In Jabalia in the north of the Gaza Strip, frantic residents were using their bare hands to lift chunks of concrete and metal, crying out when they located bodies from under rubble in a huge, smoking bombing crater. Others ran with stretchers carrying the wounded.

A man emerged from a ruined building holding the limp body of a small boy in his arms, covered in chalky soot.

In the enclave's main southern city Khan Younis, authorities said at least 49 people were killed in air strikes on homes overnight.

Amin Hneideq awoke to a powerful explosion that sent the window crashing down, lacerating his daughter's head. The bomb had missed his house but destroyed a home nearby, killing a family from the north that had obeyed Israeli orders to flee to shelter in the south.

"They brought them from the north just to strike them in the south," said Hneideq, weeping.

The United Nations agency for Palestinian refugees, UNRWA, said Israel had opened a single water line to Khan Younis for three hours on Monday, but only around 14 percent of Gazans had access to it.

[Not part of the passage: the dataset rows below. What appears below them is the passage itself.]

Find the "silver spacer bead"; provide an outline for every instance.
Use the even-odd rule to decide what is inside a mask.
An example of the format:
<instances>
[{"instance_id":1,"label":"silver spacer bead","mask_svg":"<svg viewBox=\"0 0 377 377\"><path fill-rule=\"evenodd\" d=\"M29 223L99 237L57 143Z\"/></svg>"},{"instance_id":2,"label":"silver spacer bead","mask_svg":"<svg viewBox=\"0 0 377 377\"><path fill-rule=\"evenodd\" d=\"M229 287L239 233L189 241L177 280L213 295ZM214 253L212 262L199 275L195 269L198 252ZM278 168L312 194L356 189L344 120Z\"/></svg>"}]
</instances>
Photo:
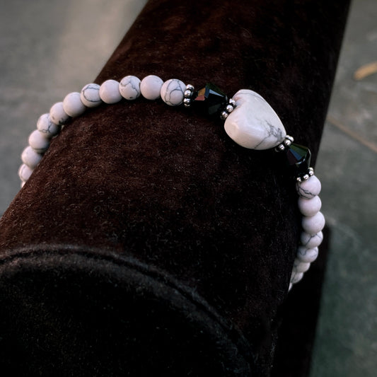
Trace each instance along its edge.
<instances>
[{"instance_id":1,"label":"silver spacer bead","mask_svg":"<svg viewBox=\"0 0 377 377\"><path fill-rule=\"evenodd\" d=\"M183 98L183 105L185 108L190 108L191 106L191 98Z\"/></svg>"},{"instance_id":2,"label":"silver spacer bead","mask_svg":"<svg viewBox=\"0 0 377 377\"><path fill-rule=\"evenodd\" d=\"M227 111L224 110L221 112L221 114L220 114L220 117L222 120L226 120L228 115L229 115L229 113Z\"/></svg>"},{"instance_id":3,"label":"silver spacer bead","mask_svg":"<svg viewBox=\"0 0 377 377\"><path fill-rule=\"evenodd\" d=\"M225 110L227 112L231 112L234 110L234 106L233 105L231 105L230 103L226 105L226 108L225 108Z\"/></svg>"}]
</instances>

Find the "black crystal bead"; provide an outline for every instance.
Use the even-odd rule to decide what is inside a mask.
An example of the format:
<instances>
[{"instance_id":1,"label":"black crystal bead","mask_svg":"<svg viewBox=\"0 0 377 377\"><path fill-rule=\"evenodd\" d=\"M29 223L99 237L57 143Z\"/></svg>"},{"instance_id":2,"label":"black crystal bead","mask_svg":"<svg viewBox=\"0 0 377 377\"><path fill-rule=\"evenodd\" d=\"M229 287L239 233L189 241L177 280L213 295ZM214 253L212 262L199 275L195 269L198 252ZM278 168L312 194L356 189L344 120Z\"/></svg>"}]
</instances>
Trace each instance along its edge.
<instances>
[{"instance_id":1,"label":"black crystal bead","mask_svg":"<svg viewBox=\"0 0 377 377\"><path fill-rule=\"evenodd\" d=\"M308 148L302 145L291 144L286 149L286 161L292 175L303 177L308 174L311 167L311 153Z\"/></svg>"},{"instance_id":2,"label":"black crystal bead","mask_svg":"<svg viewBox=\"0 0 377 377\"><path fill-rule=\"evenodd\" d=\"M214 115L225 108L228 103L226 95L213 83L207 83L194 93L192 105L199 111Z\"/></svg>"}]
</instances>

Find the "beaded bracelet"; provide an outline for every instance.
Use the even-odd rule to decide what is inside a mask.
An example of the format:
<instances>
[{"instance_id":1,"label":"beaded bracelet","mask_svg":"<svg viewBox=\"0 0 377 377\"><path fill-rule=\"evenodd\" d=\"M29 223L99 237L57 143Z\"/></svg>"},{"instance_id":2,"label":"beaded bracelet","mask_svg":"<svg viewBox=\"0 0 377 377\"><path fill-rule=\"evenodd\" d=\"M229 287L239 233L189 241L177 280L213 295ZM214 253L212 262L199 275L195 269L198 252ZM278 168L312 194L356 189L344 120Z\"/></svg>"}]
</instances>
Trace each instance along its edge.
<instances>
[{"instance_id":1,"label":"beaded bracelet","mask_svg":"<svg viewBox=\"0 0 377 377\"><path fill-rule=\"evenodd\" d=\"M291 275L289 289L299 282L318 254L322 242L325 218L320 211L318 196L320 182L310 167L311 152L306 147L294 144L272 108L257 93L242 89L228 99L226 94L213 84L207 84L199 91L192 85L185 85L173 79L163 82L150 75L140 81L134 76L127 76L120 82L107 80L102 85L89 83L81 93L68 94L63 102L55 103L50 112L41 115L37 129L29 137L29 146L22 153L23 164L18 170L21 187L31 175L47 150L51 139L57 136L71 117L95 108L103 103L116 103L123 98L136 100L141 95L148 100L162 98L170 106L183 104L195 107L207 115L219 115L225 120L228 135L238 144L251 149L274 149L284 152L287 163L293 169L298 195L298 209L303 215L300 245Z\"/></svg>"}]
</instances>

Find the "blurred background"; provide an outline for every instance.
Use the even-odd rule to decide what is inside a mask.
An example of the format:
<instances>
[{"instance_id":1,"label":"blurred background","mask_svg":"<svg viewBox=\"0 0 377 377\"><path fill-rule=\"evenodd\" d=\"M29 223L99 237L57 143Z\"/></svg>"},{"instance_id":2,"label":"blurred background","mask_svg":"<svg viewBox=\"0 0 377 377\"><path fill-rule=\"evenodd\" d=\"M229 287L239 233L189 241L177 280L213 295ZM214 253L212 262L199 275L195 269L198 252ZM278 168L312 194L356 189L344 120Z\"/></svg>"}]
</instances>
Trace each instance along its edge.
<instances>
[{"instance_id":1,"label":"blurred background","mask_svg":"<svg viewBox=\"0 0 377 377\"><path fill-rule=\"evenodd\" d=\"M91 82L146 2L0 0L0 214L39 116ZM354 0L316 166L332 236L311 377L377 375L376 20Z\"/></svg>"}]
</instances>

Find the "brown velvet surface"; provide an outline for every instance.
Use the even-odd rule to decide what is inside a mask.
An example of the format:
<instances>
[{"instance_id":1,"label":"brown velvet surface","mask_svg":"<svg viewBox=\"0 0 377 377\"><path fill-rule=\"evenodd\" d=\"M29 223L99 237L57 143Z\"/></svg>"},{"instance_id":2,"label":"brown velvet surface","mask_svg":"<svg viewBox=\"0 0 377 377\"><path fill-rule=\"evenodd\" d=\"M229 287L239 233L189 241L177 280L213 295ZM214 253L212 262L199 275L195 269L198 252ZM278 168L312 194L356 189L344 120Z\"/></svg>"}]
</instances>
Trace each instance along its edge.
<instances>
[{"instance_id":1,"label":"brown velvet surface","mask_svg":"<svg viewBox=\"0 0 377 377\"><path fill-rule=\"evenodd\" d=\"M211 81L230 95L252 88L274 108L288 134L311 148L315 163L347 3L151 1L96 82L156 74L197 88ZM71 375L72 365L97 359L101 347L78 356L68 352L69 344L87 350L105 333L139 326L134 337L113 335L127 356L114 356L117 364L109 375L128 370L142 376L140 366L153 365L167 375L205 376L206 367L199 372L201 363L190 360L214 366L222 358L218 376L269 376L300 232L294 184L282 159L236 145L220 120L161 101L103 105L68 124L1 221L1 349L8 356L20 349L24 357L37 354L43 364L43 352L23 345L40 342L51 359L61 352L56 366ZM135 271L141 271L137 277ZM179 299L163 294L170 292L166 286ZM120 294L132 303L132 313ZM164 303L161 310L156 303ZM111 315L95 315L108 304ZM4 330L11 310L19 311L20 328L35 332ZM83 313L91 320L86 323ZM169 319L161 324L163 340L153 325L161 316ZM95 338L89 325L105 326L98 318L112 327ZM67 323L57 325L59 320L76 332ZM49 337L52 323L58 330ZM147 332L156 338L150 349L140 340ZM21 340L6 347L11 339ZM158 354L156 344L165 352ZM178 366L175 352L189 356ZM170 360L161 356L168 354ZM97 369L91 361L83 365L100 376L107 357ZM42 375L50 373L47 368L40 366Z\"/></svg>"}]
</instances>

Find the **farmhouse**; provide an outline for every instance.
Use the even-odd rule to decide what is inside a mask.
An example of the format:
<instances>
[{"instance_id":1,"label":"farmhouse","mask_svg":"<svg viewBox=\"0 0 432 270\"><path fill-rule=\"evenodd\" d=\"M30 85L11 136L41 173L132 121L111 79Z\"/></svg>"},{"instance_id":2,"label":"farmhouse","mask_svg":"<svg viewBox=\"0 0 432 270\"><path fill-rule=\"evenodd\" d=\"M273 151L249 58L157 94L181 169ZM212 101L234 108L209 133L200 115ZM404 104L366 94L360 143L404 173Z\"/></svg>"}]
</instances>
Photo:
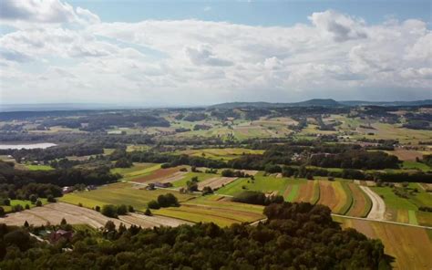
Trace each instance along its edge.
<instances>
[{"instance_id":1,"label":"farmhouse","mask_svg":"<svg viewBox=\"0 0 432 270\"><path fill-rule=\"evenodd\" d=\"M172 183L170 182L155 182L155 187L157 188L169 188L171 186L172 186Z\"/></svg>"},{"instance_id":2,"label":"farmhouse","mask_svg":"<svg viewBox=\"0 0 432 270\"><path fill-rule=\"evenodd\" d=\"M72 192L73 191L74 191L73 187L63 187L62 193L67 194L67 193Z\"/></svg>"}]
</instances>

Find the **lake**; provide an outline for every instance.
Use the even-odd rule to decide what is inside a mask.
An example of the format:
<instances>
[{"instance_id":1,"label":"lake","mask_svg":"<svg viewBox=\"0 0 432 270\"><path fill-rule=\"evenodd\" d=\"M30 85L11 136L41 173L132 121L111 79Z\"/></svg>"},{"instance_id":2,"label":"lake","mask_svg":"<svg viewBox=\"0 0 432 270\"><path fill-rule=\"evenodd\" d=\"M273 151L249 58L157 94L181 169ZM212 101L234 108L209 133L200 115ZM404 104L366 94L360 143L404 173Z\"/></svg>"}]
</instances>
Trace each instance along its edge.
<instances>
[{"instance_id":1,"label":"lake","mask_svg":"<svg viewBox=\"0 0 432 270\"><path fill-rule=\"evenodd\" d=\"M39 142L39 143L31 143L31 144L0 144L0 150L5 149L46 149L48 147L56 146L56 143L50 142Z\"/></svg>"}]
</instances>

"Concerns over dehydration and waterborne diseases are high given the collapse of water and sanitation services, including today’s shutdown of Gaza’s last functioning seawater desalination plant," UNRWA said in a statement.

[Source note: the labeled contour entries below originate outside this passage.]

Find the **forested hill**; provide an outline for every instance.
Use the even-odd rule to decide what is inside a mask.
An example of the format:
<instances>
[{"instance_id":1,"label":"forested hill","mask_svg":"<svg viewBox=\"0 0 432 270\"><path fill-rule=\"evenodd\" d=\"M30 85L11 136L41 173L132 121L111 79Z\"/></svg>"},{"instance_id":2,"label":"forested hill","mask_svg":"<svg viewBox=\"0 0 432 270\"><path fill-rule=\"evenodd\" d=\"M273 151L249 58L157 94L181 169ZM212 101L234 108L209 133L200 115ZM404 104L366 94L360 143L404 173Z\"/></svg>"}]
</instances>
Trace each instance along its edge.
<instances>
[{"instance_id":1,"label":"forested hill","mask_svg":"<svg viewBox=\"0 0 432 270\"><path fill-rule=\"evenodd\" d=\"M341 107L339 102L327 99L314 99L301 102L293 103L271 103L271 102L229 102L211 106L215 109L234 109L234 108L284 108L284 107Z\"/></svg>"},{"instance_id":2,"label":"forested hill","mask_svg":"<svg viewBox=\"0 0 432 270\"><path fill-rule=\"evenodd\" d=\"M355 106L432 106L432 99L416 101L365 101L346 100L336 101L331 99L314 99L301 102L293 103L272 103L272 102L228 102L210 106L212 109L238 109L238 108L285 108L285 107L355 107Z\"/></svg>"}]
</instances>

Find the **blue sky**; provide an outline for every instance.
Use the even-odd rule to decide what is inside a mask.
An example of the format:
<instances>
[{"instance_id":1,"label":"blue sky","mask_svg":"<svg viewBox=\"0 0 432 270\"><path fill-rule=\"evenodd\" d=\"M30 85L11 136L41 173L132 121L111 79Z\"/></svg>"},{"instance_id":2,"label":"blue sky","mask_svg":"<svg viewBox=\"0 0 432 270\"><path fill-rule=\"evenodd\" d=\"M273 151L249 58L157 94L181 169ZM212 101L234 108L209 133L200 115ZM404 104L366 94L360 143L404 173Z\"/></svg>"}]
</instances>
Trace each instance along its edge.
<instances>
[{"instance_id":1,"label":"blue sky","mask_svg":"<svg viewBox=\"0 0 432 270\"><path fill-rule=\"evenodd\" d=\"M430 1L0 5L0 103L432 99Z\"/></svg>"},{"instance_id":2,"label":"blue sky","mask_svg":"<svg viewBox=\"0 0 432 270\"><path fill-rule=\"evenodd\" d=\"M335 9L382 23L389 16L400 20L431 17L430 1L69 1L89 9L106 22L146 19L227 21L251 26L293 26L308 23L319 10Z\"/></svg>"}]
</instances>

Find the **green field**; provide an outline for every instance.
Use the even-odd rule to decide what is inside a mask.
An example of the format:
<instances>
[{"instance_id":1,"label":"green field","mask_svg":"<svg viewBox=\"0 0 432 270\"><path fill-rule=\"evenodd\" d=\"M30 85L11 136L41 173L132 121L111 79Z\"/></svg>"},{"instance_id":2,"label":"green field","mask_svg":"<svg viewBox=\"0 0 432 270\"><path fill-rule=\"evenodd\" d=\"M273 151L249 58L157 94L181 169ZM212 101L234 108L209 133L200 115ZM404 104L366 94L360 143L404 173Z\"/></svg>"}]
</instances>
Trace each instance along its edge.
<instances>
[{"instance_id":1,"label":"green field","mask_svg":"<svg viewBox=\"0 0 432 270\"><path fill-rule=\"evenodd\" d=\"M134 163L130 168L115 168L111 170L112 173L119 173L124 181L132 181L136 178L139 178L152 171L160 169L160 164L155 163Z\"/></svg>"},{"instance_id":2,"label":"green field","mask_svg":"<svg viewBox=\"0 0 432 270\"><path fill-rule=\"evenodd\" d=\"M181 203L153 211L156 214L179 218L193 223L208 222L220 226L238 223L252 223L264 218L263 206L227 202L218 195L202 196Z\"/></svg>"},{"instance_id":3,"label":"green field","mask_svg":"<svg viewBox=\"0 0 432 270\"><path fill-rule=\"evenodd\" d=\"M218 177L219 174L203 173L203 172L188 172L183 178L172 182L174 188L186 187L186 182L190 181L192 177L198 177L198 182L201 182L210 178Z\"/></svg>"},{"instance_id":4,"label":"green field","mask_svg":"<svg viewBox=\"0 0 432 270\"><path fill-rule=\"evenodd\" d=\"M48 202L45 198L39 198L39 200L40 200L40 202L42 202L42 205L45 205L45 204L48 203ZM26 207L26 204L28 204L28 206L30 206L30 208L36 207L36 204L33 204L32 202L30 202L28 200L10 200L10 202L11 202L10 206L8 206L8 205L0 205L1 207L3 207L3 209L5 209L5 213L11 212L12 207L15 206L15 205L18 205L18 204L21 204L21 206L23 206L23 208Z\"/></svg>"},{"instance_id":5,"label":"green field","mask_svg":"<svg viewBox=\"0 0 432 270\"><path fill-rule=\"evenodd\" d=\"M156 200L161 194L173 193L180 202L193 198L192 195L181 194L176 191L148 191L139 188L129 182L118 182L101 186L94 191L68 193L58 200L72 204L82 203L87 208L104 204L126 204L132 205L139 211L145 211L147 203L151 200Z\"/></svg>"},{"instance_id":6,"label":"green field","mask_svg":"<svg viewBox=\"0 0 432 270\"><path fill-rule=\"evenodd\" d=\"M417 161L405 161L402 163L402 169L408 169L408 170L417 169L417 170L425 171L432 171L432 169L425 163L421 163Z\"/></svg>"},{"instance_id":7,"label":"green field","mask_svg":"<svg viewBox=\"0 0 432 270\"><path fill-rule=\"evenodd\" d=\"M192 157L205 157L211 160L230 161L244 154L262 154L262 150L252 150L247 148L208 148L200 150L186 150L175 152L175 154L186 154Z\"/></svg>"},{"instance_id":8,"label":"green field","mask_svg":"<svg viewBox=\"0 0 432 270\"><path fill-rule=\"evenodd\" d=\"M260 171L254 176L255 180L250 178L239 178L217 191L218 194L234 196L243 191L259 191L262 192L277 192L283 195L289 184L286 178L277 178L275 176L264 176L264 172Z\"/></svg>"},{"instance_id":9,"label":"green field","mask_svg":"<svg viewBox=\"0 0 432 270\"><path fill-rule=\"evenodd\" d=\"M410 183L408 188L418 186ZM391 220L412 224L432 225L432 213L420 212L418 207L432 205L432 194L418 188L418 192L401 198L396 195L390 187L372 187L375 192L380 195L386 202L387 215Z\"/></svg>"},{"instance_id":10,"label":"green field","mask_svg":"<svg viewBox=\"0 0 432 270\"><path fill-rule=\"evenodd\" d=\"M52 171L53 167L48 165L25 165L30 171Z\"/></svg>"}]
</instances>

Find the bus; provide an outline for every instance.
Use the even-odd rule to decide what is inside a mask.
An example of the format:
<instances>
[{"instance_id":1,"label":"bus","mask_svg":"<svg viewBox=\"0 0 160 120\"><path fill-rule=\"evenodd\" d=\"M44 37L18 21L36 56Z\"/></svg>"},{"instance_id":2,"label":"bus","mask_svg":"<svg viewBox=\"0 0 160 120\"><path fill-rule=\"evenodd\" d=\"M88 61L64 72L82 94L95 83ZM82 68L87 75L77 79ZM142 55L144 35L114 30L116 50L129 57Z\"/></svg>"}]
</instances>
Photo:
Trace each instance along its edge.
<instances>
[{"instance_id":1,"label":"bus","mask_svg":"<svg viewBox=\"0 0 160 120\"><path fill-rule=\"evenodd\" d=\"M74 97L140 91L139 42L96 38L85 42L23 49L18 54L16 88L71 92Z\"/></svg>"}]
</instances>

"People will start dying without water."

In addition to trying to get aid through the Rafah crossing, Washington also wants it opened to let out Gazans with foreign passports, including several hundred Palestinian Americans. Gazans with dual nationality tried to reach Rafah on Monday but said it was impossible because of Israeli air strikes.

Egypt has said it could allow medical evacuations through the crossing, but it rejects the prospect of any mass exodus, which Arab states say would amount to an unacceptable expulsion of Palestinians from their land. The overwhelming majority of Gazans without dual nationality are forbidden from leaving.

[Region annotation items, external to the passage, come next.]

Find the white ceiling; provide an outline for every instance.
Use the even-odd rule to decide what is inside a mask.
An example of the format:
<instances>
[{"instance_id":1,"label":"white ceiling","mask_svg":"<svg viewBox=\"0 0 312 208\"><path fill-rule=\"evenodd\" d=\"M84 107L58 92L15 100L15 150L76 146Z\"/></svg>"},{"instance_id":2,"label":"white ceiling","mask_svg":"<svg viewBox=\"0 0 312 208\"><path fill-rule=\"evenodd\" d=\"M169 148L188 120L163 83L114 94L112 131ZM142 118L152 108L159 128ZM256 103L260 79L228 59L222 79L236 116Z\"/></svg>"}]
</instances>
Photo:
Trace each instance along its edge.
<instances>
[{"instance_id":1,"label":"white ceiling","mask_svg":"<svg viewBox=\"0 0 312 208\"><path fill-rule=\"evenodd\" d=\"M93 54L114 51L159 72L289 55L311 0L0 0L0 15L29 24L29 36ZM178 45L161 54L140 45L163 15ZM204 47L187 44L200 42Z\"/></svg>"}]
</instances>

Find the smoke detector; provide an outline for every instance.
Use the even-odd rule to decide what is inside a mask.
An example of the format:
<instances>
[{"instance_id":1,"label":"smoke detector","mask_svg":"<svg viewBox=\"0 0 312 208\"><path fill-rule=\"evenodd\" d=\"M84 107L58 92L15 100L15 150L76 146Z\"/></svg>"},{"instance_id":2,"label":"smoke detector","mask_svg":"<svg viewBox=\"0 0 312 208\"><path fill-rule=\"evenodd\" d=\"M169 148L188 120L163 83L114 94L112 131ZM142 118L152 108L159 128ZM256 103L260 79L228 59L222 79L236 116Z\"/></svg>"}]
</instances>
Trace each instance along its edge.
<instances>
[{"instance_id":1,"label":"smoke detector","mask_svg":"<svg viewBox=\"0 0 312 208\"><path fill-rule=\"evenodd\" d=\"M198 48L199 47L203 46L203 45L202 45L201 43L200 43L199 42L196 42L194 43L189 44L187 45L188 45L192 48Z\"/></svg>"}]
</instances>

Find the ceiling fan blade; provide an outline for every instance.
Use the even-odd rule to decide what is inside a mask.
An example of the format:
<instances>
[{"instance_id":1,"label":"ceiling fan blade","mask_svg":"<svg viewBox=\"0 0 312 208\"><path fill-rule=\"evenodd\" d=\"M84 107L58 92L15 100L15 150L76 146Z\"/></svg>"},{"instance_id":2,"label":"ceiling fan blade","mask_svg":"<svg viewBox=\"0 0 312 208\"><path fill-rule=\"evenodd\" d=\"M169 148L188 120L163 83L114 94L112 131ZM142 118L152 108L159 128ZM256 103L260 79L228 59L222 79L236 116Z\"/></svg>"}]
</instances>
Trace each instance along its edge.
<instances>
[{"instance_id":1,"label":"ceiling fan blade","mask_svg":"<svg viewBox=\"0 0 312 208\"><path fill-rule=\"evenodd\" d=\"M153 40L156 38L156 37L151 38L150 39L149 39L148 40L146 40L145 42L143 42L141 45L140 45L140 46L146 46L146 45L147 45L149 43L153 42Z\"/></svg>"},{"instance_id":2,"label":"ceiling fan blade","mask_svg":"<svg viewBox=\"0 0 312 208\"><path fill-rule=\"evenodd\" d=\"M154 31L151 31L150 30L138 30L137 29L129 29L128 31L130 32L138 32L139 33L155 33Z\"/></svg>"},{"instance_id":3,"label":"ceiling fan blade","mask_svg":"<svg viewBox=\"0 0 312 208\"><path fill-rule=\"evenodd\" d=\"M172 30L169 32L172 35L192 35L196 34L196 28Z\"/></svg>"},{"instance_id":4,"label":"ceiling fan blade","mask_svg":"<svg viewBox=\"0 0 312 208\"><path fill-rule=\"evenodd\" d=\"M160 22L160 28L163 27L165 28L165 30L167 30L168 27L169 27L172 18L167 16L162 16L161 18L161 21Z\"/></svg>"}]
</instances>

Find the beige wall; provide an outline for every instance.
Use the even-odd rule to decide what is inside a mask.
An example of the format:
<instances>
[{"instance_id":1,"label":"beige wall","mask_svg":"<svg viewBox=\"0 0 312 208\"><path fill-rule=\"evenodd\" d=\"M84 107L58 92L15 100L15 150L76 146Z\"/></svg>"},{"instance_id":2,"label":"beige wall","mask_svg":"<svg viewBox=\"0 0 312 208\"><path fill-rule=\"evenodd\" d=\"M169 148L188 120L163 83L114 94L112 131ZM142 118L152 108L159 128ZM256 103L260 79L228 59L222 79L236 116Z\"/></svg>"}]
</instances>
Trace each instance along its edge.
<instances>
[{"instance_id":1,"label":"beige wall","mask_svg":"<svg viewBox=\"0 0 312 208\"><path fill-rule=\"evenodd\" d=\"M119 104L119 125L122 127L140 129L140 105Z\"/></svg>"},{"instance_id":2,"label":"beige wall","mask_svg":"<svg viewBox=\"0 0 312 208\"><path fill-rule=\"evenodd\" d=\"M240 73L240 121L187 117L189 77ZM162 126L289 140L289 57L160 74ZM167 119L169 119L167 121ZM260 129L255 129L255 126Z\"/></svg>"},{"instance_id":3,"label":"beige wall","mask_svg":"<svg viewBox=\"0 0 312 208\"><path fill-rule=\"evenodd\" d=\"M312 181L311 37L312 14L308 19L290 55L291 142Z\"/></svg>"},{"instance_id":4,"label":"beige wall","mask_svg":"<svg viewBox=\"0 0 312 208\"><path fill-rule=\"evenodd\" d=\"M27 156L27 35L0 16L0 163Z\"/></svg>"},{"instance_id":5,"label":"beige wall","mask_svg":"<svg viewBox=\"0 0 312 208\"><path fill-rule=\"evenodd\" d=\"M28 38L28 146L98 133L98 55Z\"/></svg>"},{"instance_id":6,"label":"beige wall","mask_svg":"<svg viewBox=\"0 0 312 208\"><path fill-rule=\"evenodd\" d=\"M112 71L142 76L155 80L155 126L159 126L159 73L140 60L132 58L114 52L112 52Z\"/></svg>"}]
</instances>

As Israel plans an expected ground invasion of Gaza to root out Hamas, cross border clashes have intensified with Hezbollah on a second front on Israel's northern border with Lebanon.

On Tuesday, the Israeli military said it had killed four people who had tried to cross the border fence to plant explosives. Israel ordered the evacuation on Monday of 28 of its villages in a 2-km-deep (1.2-mile) zone near the Lebanese border.

Iran has celebrated the Hamas attacks on Israel, though it denies being behind them. Iranian Foreign Minister Hossein Amirabdollahian told state TV that Israel would not be allowed to act in Gaza without consequences, warning of "preemptive action" in the coming hours.

"All options are open and we cannot be indifferent to the war crimes committed against the people of Gaza," Amirabdollahian said. "The resistance front is capable of waging a long-term war with the enemy."

Netanyahu told parliament on Monday he had "a message for Iran and Hezbollah: don't test us in the north. Don't make the same mistake you once made. Because today the price you will pay will be much heavier."

As Israel masses troops on Gaza's border, it has told more than a million people in the northern half of the enclave to flee to the southern half for their safety. Hamas has told them to stay put.

While tens of thousands have fled south, the United Nations says there is no way to move so many people without causing a humanitarian catastrophe.

The United Nations says a million Gazans have already been driven from their homes. Power is out, sanitary water is scarce and fuel for hospital emergency generators is running low.